SELECT * FROM student SALARY<30000;
Output
id name age salary 1 aman 21 20000 2 naman 22 25000
B: Derived Horizontal Fragmentation: Fragmentation that is being derived from primary relation.
Example
This example shows how the Select statement is used with the where clause to provide output.
SELECT * FROM student WHERE age=21 AND salary<30000;
Output
id name age salary 1 aman 21 20000
C: Complete horizontal fragmentation: It derives a set of horizontal fragments to make the table have at least one partition.
Vertical Fragmentation
It divides a table vertically into a group of columns to create multiple fragments or subsets of a table. These fragments can then be assigned to different sites in the database. Reconstruction is done using full outer join operation.
Example
This example shows how the Select statement is used to do the fragmentation and to provide the output.
Input Table :
STUDENT
id name age salary 1 aman 21 20000 2 naman 22 25000 3 raman 23 35000 4 sonam 24 36000
Example
SELECT * FROM name;#fragmentation 1 SELECT * FROM id, age;#fragmentation 2
Output
name aman naman raman sonam
age 21 22 23 24
Mixed or Hybrid Fragmentation
It is done by performing both horizontal and vertical partitioning together. It is a group of rows and columns in relation.
Example
This example shows how the Select statement is used with the where clause to provide the output.
SELECT * FROM name WHERE age=22;
Output
name age naman 22
Data Replication
Data replication means a replica is made i. e. data is copied at multiple locations to improve the availability of data. It is used to remove inconsistency between the same data which result in a distributed database so that users can do their task without interrupting the work of other users.

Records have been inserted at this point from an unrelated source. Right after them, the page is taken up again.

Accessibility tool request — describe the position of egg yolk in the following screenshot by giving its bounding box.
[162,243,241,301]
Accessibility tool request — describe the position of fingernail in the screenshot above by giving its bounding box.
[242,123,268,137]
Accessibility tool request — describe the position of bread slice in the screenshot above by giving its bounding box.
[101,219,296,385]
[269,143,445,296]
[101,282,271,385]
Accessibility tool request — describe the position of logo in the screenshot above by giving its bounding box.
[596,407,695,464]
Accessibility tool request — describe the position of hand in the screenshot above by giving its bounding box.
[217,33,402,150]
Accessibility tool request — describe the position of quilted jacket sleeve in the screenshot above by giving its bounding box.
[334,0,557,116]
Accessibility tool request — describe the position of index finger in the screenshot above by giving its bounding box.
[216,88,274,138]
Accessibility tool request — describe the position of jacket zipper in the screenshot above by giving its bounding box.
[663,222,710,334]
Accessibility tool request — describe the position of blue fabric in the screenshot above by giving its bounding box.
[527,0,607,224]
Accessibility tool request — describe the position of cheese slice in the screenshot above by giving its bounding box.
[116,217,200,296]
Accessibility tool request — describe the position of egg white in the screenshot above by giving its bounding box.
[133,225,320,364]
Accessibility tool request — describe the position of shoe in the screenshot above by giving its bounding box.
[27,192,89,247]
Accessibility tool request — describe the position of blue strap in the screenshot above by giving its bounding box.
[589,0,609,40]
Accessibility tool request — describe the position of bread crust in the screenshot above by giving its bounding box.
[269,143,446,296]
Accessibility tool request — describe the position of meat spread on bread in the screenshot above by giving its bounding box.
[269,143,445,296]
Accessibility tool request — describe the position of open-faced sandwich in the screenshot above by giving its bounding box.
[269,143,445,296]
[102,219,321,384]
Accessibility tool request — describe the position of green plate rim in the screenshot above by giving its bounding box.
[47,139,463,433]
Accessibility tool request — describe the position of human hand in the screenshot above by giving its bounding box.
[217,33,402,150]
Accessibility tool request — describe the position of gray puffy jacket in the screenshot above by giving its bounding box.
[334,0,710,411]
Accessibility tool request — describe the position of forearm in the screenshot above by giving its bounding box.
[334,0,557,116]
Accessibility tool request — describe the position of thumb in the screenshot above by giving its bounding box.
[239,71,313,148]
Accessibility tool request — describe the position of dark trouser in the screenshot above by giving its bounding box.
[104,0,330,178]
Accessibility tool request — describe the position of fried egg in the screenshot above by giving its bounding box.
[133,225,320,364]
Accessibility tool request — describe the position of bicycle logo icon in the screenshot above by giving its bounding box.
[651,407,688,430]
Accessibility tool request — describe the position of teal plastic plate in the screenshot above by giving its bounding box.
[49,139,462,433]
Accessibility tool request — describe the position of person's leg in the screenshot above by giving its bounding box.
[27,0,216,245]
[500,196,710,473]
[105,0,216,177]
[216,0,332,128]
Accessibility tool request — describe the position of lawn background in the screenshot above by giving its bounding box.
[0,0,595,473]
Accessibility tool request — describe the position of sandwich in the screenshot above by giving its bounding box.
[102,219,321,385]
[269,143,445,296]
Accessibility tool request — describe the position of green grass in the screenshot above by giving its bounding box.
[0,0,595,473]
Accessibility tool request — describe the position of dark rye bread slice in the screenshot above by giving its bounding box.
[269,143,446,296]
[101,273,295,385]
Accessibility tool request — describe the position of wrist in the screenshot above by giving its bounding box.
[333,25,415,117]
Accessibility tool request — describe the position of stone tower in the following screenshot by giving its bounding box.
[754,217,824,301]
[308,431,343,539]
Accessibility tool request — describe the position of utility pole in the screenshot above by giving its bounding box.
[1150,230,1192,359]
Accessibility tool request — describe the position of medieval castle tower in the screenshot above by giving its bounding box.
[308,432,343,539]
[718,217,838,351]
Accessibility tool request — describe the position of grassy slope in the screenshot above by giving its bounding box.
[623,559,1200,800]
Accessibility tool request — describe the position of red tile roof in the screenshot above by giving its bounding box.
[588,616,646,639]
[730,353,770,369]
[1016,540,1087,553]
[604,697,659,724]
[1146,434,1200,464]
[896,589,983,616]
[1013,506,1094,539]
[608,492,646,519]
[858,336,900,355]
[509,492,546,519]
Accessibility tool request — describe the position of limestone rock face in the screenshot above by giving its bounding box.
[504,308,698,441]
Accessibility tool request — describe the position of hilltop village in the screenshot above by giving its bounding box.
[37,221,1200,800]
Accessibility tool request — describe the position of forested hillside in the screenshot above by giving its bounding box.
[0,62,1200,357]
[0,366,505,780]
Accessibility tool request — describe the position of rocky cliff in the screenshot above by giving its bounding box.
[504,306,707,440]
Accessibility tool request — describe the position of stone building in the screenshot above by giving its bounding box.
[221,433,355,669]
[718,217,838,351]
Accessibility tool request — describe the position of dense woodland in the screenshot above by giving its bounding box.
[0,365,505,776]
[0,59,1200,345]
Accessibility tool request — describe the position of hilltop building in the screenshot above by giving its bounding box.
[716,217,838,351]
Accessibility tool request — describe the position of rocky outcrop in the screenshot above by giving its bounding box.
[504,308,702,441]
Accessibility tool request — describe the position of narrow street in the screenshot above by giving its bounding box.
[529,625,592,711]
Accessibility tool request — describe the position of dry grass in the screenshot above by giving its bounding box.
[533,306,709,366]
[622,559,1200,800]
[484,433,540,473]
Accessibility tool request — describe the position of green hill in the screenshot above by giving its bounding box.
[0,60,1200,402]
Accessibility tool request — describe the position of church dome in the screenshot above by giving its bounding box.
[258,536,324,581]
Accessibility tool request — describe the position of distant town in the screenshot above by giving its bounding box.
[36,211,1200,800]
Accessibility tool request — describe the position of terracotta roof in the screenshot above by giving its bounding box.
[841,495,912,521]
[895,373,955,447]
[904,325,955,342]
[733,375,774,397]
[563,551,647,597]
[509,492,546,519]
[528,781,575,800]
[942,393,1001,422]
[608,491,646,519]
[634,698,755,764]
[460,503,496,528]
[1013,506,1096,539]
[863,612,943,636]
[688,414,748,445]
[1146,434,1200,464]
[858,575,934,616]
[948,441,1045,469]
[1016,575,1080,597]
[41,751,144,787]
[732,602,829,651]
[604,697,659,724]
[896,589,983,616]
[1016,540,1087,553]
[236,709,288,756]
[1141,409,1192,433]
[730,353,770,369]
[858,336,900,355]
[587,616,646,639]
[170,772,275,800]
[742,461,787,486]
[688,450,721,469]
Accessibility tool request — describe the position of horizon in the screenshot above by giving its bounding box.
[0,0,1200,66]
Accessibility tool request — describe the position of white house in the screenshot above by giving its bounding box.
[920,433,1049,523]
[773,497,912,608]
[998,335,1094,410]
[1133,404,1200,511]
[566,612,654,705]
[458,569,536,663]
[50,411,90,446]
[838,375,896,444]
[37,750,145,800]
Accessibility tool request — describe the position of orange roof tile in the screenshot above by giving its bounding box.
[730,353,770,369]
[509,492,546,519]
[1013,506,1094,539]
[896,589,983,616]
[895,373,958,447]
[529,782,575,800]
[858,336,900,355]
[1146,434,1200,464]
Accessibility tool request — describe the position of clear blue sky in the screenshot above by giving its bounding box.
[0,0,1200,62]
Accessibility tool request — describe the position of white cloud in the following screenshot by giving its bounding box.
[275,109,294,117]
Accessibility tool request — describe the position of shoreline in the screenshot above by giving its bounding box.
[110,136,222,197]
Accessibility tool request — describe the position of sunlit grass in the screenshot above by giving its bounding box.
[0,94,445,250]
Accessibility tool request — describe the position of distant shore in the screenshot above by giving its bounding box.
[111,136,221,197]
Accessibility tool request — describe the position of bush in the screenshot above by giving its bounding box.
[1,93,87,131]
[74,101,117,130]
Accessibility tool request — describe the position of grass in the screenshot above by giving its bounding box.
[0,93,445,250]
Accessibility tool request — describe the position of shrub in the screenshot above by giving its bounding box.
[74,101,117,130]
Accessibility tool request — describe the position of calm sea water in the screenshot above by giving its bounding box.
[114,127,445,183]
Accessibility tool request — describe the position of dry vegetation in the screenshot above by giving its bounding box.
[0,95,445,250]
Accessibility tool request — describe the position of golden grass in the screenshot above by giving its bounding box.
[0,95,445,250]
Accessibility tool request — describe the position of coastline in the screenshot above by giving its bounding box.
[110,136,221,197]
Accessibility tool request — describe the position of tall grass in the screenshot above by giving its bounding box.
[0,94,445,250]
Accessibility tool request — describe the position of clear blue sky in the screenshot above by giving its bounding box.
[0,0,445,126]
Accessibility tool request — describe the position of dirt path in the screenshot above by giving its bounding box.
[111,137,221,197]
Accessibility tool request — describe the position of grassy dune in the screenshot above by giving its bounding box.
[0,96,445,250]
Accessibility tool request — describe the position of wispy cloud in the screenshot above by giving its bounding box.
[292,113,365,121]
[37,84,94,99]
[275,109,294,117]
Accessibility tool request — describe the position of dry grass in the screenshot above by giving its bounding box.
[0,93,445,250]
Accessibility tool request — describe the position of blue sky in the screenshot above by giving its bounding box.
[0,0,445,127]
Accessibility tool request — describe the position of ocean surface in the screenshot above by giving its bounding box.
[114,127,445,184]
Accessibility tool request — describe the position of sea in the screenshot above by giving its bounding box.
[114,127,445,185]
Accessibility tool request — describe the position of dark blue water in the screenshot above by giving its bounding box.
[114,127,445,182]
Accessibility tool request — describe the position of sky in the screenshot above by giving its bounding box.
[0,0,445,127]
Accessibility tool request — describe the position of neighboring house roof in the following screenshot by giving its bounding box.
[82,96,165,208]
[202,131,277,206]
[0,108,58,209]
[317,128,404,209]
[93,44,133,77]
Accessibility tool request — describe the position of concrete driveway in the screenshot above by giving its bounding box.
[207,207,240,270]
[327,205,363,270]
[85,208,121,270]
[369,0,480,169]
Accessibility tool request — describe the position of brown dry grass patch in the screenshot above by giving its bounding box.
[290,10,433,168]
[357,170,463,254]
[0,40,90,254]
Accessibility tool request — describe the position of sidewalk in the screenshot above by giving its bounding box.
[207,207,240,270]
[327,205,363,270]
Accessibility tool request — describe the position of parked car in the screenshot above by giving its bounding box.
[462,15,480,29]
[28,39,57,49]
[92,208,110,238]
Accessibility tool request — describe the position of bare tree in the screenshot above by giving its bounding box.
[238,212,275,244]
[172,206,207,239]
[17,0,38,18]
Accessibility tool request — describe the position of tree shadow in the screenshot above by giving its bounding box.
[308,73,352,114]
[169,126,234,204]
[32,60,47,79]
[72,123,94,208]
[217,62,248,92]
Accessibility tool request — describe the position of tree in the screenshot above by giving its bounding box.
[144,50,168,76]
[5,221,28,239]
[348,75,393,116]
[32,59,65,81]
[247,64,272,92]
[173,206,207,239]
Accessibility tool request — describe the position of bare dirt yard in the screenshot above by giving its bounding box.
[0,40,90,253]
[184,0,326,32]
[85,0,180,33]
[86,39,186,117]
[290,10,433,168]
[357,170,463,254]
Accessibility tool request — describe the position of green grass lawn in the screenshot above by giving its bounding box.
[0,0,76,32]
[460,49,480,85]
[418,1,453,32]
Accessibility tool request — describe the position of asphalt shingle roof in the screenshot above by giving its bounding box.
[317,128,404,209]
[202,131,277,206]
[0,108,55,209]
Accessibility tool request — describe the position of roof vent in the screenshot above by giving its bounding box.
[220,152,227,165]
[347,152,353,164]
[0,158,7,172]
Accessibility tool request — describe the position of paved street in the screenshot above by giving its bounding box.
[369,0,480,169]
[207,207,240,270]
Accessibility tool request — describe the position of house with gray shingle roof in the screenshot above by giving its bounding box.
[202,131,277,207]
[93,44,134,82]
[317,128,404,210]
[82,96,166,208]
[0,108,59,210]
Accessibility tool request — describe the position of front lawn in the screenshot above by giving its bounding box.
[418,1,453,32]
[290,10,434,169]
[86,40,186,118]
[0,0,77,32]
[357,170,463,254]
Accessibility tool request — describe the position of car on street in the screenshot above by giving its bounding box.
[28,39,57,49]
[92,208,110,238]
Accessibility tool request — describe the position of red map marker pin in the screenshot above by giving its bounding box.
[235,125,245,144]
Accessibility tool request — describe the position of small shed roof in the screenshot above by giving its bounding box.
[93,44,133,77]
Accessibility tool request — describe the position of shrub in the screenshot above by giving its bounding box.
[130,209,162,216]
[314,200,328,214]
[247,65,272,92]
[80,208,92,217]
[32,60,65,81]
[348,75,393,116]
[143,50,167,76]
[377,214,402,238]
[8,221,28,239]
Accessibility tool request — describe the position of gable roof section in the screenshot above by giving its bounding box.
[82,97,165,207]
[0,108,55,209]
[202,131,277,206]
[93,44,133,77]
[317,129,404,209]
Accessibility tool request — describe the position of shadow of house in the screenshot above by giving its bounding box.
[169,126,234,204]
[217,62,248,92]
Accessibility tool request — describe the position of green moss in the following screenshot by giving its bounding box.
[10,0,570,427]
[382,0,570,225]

Types of data replication :
Transactional Replication
It makes a full copy of the database along with the changed data. Transactional consistency is guaranteed because the order of data is the same when copied from publisher to subscriber database. It is used in server−to−server environments by consistently and accurately replicating changes in the database.
Snapshot Replication
It is the simplest type that distributes data exactly as it appears at a particular moment regardless of any updates in data. It copies the 'snapshot' of the data. It is useful when the database changes infrequently. It is slower to Transactional Replication because the data is sent in bulk from one end to another. It is generally used in cases where subscribers do not need the updated data and are operating in read−only mode.
Merge Replication
It combines data from several databases into a single database. It is the most complex type of replication because both the publisher and subscriber can do database changes. It is used in a server−to−client environment and has changes sent from one publisher to multiple subscribers.
Data Allocation
It is the process to decide where exactly you want to store the data in the database. Also involves the decision as to which data type of data has to be stored at what particular location. Three main types of data allocation are centralized, partitioned, and replicated.
Centralises: Entire database is stored at a single site. No data distribution occurs
Partitioned: The database gets divided into different fragments which are stored at several sites.
Replicated: Copies of the database are stored at different locations to access the data.
Conclusion
This article consists of three parts. The first one has data fragmentation which divides data into subtables and stores them at different locations. Types of data fragmentation are horizontal Fragmentation which divides the table horizontally into groups of rows, followed by vertical fragmentation which divides the table vertically into groups of columns and last one is mixed fragmentation which is done by performing both horizontal and vertical partitioning together. The second part comes with data replication in which data is copied at multiple locations. Types of replication are Transactional Replication which makes a full copy of the database along with the changes that occur, followed by Snapshot Replication which copies the snapshot of data to distribute and last one is Merge Replication which combines data into a single database. third part comes with Data Allocation which tells us where to store the data.